Sur la toile, une quantité de lecteurs ne tarissaient pas non plus d’éloges à propos de L’ombre du vent : ils vantent ce roman comme étant « une merveille », « un vrai bijou », « un livre grandiose », « le nouveau chef d’œuvre de la littérature espagnole »1. Portée par ce vent d’optimisme, j’ai donc entamé cette brique de 630 pages avec curiosité et empressement.
Mais voilà… Mes points de vue relatifs au fond et à la forme de ce roman le trahissent suffisamment, je me range parmi les détracteurs…
Totalement hermétique à cette fiction, je ne parviens pas à saisir ce qui, dans ce livre, séduit la foule. Je m’étonne. Je ne comprends pas. Je me suis entêtée à relire un maximum de critiques après avoir entamé le roman pour saisir pleinement d’où provenait l’enthousiasme de tous ces gens, mais ça ne m’a en rien permis de comprendre : « passionnant », féérique », « des personnages attachants », « une écriture fine et percutante », émouvant », « prenant »… Rien ne coïncide avec mon appréciation : a-t-on vraiment lu le même livre? La subjectivité a ses raisons que la raison ne connait pas. A l’inverse de l’écrasante majorité, j’aurais propension à vous proposer de passer votre chemin, mais il y a de fortes chances, vue la proportion de laudateurs, que vous ne soyez pas de mon avis, alors que suis-je seulement censée conseiller ? De faire l’impasse sur mon irrecevable critique, peut-être.

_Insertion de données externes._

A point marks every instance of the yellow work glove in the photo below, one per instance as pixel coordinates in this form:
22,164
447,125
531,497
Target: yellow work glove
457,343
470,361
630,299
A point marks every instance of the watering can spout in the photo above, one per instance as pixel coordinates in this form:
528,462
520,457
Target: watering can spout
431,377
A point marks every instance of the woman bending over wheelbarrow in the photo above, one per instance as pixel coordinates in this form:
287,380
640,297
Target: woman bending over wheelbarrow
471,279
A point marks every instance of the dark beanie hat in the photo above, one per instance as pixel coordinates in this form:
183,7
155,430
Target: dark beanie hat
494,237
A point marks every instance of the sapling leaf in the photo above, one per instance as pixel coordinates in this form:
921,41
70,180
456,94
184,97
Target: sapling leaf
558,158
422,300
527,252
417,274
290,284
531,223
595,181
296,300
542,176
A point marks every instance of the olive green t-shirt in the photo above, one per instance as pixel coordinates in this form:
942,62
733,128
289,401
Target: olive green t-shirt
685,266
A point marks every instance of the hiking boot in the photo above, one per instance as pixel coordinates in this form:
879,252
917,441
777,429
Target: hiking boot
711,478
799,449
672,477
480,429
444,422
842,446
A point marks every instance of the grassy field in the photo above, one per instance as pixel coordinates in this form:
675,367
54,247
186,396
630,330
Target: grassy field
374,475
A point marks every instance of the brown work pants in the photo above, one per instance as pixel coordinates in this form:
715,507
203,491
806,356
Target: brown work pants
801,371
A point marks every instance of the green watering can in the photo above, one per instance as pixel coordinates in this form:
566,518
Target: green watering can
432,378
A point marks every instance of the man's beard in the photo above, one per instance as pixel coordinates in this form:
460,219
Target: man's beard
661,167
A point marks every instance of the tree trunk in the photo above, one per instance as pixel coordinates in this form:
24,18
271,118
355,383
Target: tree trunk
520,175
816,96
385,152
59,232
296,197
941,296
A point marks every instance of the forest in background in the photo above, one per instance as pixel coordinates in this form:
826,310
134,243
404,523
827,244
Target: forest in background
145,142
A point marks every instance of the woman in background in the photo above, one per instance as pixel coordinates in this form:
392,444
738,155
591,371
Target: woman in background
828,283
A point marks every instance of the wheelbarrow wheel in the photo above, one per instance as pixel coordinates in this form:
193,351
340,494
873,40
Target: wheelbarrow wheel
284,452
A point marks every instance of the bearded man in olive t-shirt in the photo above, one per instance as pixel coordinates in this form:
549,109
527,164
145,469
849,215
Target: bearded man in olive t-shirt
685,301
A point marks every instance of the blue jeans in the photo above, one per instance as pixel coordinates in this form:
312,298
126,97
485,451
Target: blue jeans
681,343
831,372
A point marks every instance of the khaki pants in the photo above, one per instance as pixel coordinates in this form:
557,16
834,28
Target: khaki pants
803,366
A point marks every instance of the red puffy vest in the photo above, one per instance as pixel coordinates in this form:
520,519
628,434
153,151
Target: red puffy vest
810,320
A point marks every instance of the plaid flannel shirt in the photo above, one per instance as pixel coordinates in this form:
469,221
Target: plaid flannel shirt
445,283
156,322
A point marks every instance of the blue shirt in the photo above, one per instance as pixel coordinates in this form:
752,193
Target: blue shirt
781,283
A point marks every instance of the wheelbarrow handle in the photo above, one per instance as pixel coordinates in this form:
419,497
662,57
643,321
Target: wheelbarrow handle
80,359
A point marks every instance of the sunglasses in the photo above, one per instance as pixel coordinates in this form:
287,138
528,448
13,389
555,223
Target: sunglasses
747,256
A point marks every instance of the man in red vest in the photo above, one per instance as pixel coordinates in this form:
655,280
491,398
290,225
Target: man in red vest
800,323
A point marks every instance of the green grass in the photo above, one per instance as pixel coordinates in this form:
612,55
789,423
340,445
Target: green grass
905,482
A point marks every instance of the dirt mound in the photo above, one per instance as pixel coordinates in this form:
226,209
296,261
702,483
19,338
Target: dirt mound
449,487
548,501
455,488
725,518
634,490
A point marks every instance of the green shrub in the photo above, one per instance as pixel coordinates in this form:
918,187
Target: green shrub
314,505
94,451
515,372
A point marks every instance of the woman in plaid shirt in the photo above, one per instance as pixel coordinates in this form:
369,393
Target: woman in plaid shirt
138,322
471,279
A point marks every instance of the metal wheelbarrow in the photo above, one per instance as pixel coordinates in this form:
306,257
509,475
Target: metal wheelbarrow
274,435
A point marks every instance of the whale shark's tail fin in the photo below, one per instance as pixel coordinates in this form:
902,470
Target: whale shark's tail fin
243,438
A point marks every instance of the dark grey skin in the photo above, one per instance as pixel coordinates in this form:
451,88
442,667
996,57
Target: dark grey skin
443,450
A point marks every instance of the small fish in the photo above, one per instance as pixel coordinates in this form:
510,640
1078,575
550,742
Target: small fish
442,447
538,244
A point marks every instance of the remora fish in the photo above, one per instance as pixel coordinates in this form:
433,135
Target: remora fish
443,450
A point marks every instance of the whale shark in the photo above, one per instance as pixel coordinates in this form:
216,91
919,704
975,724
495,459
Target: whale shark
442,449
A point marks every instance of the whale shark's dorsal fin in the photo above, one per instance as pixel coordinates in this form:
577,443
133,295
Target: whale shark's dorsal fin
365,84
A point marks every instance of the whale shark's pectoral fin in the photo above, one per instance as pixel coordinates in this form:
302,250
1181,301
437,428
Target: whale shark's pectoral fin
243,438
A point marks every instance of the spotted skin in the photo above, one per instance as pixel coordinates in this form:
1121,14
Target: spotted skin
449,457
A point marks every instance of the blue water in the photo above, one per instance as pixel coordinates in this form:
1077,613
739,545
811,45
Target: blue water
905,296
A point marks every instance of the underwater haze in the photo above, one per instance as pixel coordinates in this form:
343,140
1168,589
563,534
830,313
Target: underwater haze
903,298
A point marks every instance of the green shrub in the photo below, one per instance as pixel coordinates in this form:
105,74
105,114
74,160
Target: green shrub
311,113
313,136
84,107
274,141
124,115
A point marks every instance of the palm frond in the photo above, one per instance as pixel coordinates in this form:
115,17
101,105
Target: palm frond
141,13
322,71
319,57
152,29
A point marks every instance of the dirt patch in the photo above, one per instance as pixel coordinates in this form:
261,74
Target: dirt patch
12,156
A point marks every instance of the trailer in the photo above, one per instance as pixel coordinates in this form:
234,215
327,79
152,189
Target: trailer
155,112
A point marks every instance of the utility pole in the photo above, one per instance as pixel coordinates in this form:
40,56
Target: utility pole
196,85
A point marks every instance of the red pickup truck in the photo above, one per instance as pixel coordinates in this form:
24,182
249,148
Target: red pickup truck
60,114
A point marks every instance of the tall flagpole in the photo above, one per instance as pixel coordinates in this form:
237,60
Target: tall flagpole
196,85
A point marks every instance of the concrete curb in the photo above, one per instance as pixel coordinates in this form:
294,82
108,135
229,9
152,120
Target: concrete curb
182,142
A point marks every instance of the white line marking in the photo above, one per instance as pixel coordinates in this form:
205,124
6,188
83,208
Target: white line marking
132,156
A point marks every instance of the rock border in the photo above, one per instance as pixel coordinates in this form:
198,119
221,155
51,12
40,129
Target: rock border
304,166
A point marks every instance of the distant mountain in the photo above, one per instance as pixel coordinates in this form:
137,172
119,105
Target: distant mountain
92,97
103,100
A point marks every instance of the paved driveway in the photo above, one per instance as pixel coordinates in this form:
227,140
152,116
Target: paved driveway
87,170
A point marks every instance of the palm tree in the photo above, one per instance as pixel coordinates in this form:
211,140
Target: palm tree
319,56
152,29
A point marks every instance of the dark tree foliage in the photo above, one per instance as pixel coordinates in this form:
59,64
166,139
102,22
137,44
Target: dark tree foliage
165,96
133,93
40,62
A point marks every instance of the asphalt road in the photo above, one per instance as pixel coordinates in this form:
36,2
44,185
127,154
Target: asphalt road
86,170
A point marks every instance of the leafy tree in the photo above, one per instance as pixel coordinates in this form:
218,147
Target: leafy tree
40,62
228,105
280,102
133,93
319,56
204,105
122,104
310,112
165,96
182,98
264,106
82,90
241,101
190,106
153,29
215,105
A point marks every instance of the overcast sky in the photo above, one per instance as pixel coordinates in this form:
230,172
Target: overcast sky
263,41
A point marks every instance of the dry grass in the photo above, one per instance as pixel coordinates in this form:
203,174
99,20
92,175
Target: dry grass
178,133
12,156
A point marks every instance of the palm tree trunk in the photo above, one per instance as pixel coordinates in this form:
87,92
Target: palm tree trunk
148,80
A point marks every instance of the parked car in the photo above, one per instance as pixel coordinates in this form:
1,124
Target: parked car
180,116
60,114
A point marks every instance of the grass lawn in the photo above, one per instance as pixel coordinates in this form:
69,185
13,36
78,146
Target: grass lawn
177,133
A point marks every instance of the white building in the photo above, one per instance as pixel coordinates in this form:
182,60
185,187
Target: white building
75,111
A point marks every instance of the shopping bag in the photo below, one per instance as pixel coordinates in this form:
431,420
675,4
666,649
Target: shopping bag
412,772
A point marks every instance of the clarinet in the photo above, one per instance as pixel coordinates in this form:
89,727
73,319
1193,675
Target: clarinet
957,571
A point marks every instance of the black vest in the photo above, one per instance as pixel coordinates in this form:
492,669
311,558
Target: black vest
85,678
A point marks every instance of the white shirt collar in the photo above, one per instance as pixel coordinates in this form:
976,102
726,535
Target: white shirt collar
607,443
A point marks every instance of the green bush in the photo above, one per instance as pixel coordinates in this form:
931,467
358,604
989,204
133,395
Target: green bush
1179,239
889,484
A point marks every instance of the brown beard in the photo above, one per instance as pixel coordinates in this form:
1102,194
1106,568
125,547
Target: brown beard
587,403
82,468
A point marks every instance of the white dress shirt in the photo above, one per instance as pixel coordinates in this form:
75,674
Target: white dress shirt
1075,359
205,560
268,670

- J’ai du parcourir une centaine de critiques qui clamaient la génialissimité de ce roman, contre un ou deux avis contraires seulement [↩]



Les personnages de L’ombre du vent m’ont paru caricaturaux, improbables et insignifiants ; l’univers, impalpable ; bref, rien, dans ce bouquin, ne m’a paru attrayant. Même pas l’histoire qui, quant à elle – à mes yeux -, n’en finissait pas. Dois-je cette résistance au récit à cause de la plume de Zafon, qui m’a franchement déplu?…
Une écriture inesthétique, sans relief, scolaire. Une foison d’adjectifs imprécis et utilisés de manière inadéquate, tout juste capables d’encombrer le récit ; des comparaisons parasites ; des phrases longues dénuées de sensibilité. Un style rococo indigeste, une plume bigrement lourde.